Ibu Sud: Laku Perempuan untuk Negeri
Oleh: Supriyadi
Selama ini, Ibu Sud senantiasa dikenal sebagai penggubah lagu anak. Banyak lagu anak yang telah digubahnya, seperti “Pergi Sekolah”, “Menanam Jagung”, “Cicak-cicak di Dinding”, dan lain sebagainya. Karya-karyanya memuat kekuatan musikal yang khas: lirik yang sederhana, tema yang karib ditemui anak, hingga pilihan nada yang mudah dijangkau atau tidak perlu mengeluarkan urat leher.
Karya-karya ini tentu patut untuk ditengok kembali. Pasalnya, lagu anak kian bangkrut. Suguhan lagu-lagu bertema percintaan dan patah hati mendominasi saat ini. Alhasil, lagu-lagu ini menjadi nutrisi musikal yang tidak ideal bagi anak. Tema percintaan dan patah hati tidak tepat dikonsumsi oleh anak, dengan demikian tidak menyokong pertumbuhan anak. Dari situasi ini, lagu-lagu gubahan Ibu Sud menjadi oase yang perlu dikunjungi.

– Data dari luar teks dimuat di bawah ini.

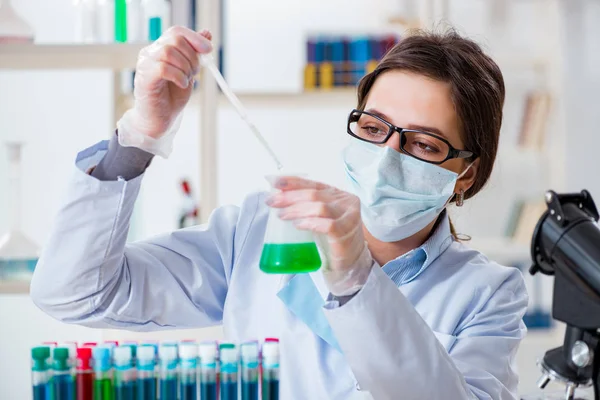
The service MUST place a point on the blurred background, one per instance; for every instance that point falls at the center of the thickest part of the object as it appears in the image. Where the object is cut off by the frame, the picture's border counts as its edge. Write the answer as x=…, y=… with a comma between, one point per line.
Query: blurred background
x=294, y=64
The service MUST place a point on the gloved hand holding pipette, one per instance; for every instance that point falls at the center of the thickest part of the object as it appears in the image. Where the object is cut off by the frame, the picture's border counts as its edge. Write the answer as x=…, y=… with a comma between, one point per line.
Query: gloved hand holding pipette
x=163, y=85
x=334, y=216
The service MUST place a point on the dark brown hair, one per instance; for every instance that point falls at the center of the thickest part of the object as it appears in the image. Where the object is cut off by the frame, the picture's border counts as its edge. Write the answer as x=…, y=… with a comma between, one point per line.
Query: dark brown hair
x=477, y=88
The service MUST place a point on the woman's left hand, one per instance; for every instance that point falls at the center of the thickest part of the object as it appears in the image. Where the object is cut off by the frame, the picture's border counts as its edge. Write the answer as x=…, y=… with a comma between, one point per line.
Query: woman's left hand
x=334, y=214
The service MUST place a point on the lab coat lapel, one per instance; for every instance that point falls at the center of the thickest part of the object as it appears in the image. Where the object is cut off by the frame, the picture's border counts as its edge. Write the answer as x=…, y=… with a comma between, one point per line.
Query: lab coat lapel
x=305, y=300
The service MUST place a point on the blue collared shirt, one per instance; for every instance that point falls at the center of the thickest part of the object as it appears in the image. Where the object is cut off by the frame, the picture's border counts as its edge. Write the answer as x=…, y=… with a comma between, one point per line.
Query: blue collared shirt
x=407, y=267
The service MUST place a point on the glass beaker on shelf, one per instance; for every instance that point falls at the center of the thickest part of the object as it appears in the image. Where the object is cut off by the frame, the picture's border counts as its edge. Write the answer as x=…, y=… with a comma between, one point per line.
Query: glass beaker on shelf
x=18, y=254
x=287, y=249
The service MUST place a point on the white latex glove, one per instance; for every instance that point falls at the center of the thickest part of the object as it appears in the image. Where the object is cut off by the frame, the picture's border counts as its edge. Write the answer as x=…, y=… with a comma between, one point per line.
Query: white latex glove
x=163, y=85
x=335, y=216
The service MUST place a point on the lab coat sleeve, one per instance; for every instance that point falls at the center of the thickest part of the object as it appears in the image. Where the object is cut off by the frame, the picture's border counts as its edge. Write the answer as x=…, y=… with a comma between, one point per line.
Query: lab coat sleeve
x=394, y=354
x=88, y=275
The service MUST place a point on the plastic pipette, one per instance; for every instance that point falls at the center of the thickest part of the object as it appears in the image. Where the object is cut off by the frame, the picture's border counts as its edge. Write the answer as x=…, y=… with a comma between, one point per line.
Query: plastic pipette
x=208, y=370
x=208, y=62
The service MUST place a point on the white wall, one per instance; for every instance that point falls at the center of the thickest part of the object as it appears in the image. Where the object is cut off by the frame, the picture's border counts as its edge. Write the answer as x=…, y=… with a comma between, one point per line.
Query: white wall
x=59, y=113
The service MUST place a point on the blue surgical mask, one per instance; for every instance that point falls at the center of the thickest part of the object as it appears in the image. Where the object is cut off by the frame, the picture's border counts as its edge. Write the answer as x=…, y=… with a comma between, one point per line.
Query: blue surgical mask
x=399, y=194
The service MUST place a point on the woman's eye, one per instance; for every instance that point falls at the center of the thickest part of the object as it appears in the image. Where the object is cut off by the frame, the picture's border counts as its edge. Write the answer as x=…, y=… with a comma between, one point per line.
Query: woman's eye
x=425, y=147
x=372, y=130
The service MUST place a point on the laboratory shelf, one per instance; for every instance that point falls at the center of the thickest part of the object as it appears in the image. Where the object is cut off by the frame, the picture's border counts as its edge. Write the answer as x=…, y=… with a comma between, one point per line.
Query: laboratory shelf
x=7, y=287
x=69, y=56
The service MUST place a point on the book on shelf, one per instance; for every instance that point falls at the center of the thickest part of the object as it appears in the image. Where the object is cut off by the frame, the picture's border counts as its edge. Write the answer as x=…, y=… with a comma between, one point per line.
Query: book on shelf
x=535, y=118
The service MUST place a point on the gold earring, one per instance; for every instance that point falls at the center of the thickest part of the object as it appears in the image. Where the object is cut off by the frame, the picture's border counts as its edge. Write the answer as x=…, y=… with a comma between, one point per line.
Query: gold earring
x=460, y=199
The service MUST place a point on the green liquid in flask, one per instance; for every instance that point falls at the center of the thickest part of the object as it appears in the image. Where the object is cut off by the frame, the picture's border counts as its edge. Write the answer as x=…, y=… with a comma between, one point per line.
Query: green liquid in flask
x=290, y=258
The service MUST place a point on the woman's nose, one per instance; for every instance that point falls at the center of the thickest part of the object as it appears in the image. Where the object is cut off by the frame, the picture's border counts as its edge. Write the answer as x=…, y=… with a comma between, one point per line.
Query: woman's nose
x=394, y=141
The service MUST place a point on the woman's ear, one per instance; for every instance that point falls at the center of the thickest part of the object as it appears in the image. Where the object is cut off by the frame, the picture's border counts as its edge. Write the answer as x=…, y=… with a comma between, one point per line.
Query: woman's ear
x=465, y=182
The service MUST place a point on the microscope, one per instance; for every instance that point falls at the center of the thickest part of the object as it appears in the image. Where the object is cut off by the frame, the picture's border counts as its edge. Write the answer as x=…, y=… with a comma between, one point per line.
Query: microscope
x=566, y=244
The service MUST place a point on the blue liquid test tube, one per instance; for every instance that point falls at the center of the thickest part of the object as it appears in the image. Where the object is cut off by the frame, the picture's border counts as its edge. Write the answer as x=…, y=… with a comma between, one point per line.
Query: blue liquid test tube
x=40, y=373
x=249, y=353
x=125, y=376
x=167, y=355
x=208, y=370
x=188, y=365
x=228, y=357
x=62, y=380
x=72, y=348
x=270, y=363
x=146, y=375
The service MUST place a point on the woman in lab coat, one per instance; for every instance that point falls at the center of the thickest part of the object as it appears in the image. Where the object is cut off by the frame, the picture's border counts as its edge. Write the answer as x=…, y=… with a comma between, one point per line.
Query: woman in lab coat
x=402, y=309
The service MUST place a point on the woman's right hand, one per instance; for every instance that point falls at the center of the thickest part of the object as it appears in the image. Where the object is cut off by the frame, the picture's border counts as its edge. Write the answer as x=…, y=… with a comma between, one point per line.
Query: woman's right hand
x=164, y=80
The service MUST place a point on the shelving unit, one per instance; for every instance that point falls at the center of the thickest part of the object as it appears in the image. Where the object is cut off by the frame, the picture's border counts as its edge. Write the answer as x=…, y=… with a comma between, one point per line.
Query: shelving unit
x=16, y=287
x=115, y=57
x=75, y=56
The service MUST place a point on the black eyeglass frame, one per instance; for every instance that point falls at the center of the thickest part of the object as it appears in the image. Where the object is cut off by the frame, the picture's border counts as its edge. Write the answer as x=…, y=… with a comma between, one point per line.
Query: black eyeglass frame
x=452, y=152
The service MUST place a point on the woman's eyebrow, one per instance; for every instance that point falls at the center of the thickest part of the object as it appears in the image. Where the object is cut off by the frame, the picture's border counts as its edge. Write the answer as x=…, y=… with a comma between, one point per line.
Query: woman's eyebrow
x=429, y=129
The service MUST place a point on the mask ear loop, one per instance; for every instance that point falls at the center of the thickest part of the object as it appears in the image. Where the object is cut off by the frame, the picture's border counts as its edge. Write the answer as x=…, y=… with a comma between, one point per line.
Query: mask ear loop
x=461, y=195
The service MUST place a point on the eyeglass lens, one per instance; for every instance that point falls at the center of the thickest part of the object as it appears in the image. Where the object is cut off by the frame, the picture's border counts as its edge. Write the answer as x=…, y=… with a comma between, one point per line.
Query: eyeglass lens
x=418, y=144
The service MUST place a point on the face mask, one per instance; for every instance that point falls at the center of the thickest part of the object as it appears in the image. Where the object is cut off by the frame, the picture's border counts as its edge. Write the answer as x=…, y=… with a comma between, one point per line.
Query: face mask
x=399, y=194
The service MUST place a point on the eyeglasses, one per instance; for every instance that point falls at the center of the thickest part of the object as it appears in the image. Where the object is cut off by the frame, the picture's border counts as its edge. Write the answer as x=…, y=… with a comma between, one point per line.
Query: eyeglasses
x=421, y=145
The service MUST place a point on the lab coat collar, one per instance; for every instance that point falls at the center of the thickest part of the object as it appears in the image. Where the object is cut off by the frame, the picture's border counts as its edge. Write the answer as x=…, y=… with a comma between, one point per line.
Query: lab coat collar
x=412, y=264
x=305, y=300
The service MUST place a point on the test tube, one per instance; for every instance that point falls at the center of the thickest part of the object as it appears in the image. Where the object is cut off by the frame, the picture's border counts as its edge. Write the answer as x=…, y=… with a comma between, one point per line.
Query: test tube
x=188, y=363
x=249, y=353
x=168, y=372
x=270, y=364
x=103, y=374
x=62, y=380
x=85, y=374
x=125, y=379
x=228, y=357
x=146, y=362
x=40, y=372
x=208, y=370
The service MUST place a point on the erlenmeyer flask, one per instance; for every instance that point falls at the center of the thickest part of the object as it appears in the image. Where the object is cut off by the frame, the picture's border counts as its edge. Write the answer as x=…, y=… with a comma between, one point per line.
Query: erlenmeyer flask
x=18, y=254
x=288, y=250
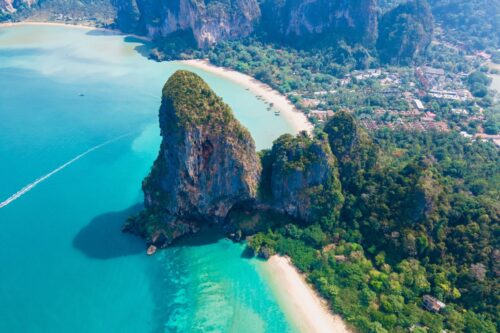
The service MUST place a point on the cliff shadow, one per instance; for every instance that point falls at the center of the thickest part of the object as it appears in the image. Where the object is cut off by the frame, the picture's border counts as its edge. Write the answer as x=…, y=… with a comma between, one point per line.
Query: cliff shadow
x=103, y=238
x=205, y=236
x=144, y=47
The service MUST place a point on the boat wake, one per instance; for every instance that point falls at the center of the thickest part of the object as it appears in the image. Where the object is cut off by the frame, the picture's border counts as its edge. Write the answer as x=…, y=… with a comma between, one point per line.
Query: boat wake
x=30, y=186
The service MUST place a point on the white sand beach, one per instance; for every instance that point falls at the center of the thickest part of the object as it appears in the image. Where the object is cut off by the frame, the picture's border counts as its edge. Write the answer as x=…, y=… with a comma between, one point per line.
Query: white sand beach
x=296, y=118
x=305, y=308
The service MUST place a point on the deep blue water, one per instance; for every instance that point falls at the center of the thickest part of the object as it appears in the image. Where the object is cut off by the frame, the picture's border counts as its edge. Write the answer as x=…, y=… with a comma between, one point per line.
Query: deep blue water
x=64, y=264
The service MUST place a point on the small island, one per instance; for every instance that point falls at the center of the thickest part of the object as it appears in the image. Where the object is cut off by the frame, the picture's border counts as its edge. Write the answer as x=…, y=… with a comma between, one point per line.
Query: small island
x=375, y=222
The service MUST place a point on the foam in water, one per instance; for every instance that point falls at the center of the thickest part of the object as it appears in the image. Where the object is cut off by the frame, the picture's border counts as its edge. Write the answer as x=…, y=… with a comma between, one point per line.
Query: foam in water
x=32, y=185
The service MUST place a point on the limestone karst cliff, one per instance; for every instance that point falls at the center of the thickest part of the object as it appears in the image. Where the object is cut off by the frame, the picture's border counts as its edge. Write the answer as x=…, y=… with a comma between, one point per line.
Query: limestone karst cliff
x=302, y=178
x=297, y=21
x=207, y=167
x=207, y=21
x=207, y=161
x=405, y=32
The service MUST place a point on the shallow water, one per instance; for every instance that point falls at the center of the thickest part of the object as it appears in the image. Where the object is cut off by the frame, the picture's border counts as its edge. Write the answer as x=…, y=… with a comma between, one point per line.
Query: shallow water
x=64, y=264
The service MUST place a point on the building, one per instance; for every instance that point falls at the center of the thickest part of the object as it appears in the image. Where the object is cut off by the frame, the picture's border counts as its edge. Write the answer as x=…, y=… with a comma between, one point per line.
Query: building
x=321, y=115
x=419, y=104
x=432, y=304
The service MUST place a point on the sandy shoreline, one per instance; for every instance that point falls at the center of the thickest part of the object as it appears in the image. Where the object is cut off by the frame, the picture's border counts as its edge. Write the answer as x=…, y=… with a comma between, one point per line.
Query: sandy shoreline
x=306, y=309
x=296, y=118
x=69, y=25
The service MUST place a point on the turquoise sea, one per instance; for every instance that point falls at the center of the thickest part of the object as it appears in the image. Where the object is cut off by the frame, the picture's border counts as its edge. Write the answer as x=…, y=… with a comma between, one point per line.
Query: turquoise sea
x=64, y=264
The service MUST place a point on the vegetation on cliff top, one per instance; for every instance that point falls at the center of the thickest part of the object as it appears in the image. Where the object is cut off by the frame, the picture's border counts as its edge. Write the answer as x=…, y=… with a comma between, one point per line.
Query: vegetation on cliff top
x=421, y=216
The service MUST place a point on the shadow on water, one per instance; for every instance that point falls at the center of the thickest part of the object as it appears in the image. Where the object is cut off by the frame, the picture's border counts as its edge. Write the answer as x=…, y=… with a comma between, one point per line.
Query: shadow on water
x=206, y=236
x=103, y=239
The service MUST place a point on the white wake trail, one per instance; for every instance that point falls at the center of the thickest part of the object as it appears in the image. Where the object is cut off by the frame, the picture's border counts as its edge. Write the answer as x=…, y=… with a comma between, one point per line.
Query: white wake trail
x=30, y=186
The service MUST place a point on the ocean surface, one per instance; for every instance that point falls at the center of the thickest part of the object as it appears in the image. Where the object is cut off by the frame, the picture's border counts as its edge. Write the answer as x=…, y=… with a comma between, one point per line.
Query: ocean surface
x=78, y=132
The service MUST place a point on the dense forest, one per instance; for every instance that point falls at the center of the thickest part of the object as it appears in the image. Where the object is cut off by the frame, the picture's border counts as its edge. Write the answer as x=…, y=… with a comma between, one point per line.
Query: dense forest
x=472, y=23
x=419, y=216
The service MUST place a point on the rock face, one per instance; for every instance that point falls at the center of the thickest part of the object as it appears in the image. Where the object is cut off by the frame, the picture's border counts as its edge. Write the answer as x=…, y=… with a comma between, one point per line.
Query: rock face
x=353, y=148
x=208, y=20
x=303, y=21
x=207, y=160
x=303, y=176
x=405, y=32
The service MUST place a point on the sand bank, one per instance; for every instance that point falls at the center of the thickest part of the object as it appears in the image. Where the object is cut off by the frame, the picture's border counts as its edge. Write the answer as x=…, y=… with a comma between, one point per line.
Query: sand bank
x=304, y=307
x=69, y=25
x=296, y=118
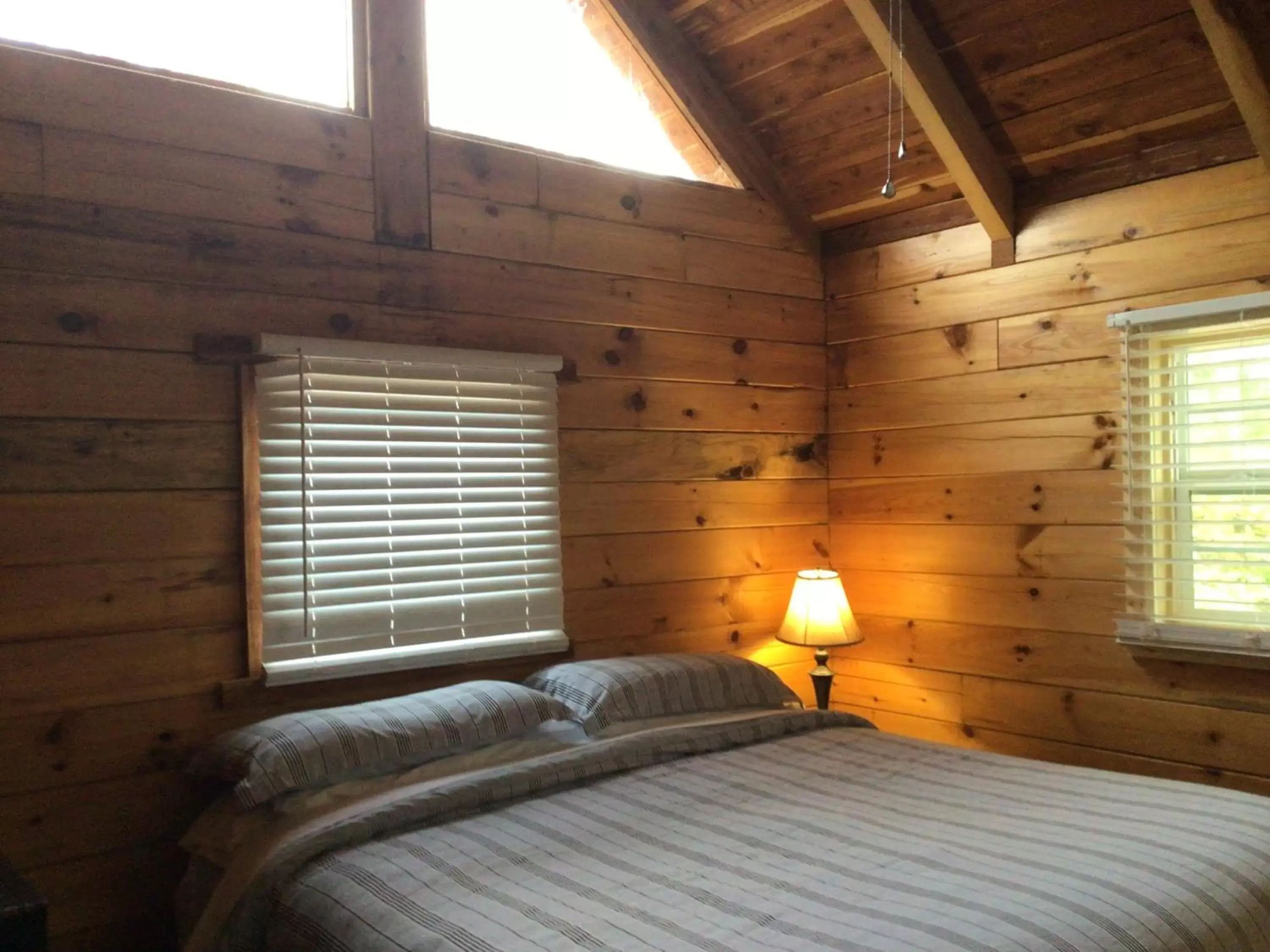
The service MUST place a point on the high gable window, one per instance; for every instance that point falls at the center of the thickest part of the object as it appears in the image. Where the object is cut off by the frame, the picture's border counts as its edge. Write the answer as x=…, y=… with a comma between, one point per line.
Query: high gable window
x=1198, y=476
x=408, y=508
x=554, y=75
x=293, y=49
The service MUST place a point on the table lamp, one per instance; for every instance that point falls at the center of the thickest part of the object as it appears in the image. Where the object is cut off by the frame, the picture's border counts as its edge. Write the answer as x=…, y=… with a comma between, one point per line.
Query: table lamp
x=820, y=617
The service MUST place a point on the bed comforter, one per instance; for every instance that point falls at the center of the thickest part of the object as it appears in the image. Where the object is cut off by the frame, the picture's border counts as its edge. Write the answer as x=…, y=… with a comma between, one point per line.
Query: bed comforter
x=793, y=831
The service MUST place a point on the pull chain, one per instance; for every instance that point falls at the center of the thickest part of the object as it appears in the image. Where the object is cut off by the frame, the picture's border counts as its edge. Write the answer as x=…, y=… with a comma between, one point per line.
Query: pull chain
x=888, y=191
x=903, y=148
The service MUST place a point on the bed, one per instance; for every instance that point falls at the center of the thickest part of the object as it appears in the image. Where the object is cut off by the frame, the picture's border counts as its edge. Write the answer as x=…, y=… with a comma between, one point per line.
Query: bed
x=747, y=831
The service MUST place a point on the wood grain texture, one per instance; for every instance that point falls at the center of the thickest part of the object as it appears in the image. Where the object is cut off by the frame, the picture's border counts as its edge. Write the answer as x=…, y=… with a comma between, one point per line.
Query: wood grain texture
x=399, y=121
x=1053, y=390
x=978, y=526
x=945, y=117
x=592, y=509
x=1035, y=498
x=1235, y=252
x=708, y=108
x=1226, y=25
x=138, y=211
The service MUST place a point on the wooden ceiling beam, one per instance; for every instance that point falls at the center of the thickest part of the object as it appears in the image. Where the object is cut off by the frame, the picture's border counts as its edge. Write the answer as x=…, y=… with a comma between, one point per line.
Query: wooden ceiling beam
x=945, y=117
x=680, y=70
x=1245, y=75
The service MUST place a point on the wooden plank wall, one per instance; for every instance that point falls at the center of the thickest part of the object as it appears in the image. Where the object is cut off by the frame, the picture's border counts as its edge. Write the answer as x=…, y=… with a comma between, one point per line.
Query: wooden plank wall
x=975, y=507
x=136, y=211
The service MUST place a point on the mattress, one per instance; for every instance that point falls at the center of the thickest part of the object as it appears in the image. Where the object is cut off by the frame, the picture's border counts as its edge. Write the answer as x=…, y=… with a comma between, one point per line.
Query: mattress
x=790, y=831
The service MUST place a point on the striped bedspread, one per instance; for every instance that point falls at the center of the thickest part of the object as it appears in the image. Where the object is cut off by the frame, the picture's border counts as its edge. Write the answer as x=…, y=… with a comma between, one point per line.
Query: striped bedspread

Atas banyaknya gubahan lagu anak dari Ibu Sud, negara melalui Kementerian Pendidikan dan Kebudayaan mengukuhkannya sebagai “Perintis Lagu Kanak-kanak Indonesia”. Penghargaan ini diterimanya pada tanggal 17 Agustus 1969. Selain itu, Ibu Sud juga meraih Satya Lencana Kebudayaan pada tanggal 6 Juni 1983. Diiringi lagu gubahannya bertajuk “Tanah Airku” yang dikumandangkan oleh 100 anak, penyematan Satya Lencana Kebudayaan dilakukan oleh Prof. Dr. Nugroho Notosusanto selaku Menteri Pendidikan dan Kebudayaan kala itu.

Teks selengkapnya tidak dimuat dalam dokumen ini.